As you can see here we can’t invert \(\begin{bmatrix} 3 && 6 \\ 6 && 12 \end{bmatrix}^{-1}\) since its determinant would be $0$ !

By plotting the cost function $J(\mathbf{w})$ we would obtain a sort of parabolic cylinder

whose minimum has infinite solutions (that we can find by gradient-based techniques), part of these solutions corresponds to the following predictor lines:

Lastly it is opportune to remember that our dataset needs to have a number of samples greater than the number of parameters to be learnt. Being $m$ the number of features of each sample and $n$ the number of samples in our dataset, we need to satisfy the constraint $n>m+1$. Let’s reason why through a simple example. Suppose that you have been asked to find the model that best explains a dataset made of $2$ samples $(n=2)$. Suppose that each sample is represented by $2$ features $(m=2)$ and that we need to predict a value $t$. In this scenario we are not satisfying the constraint since $2\not>2+1$. What are the consequences?

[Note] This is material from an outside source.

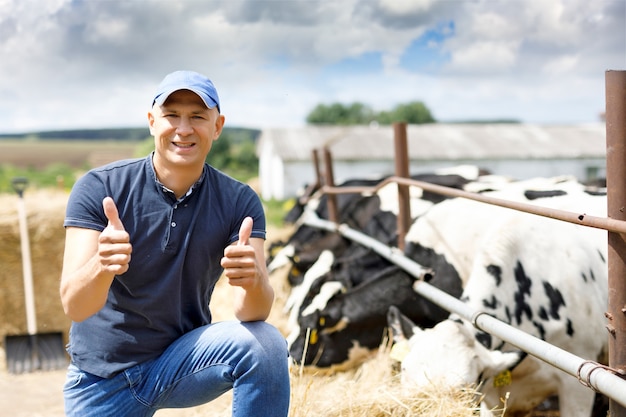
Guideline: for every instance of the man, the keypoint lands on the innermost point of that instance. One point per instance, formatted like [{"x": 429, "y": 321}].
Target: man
[{"x": 146, "y": 241}]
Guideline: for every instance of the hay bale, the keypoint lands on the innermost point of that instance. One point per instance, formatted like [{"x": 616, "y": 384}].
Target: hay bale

Of course we will get a perfect fit! There are infinite planes $(w_0+w_1x_1+w_2x_2=0)$ which pass through two points!

We’ll find at least a model that passes through all the data, more specifically we’d find one solution in the $n=m+1$ case, and infinite solutions in the $n<m+1$ case. We have found a very bad family of models because they are an exact representation of the training data, which translates into a very obvious overfitting problem. Generally we want $n >{}> m$.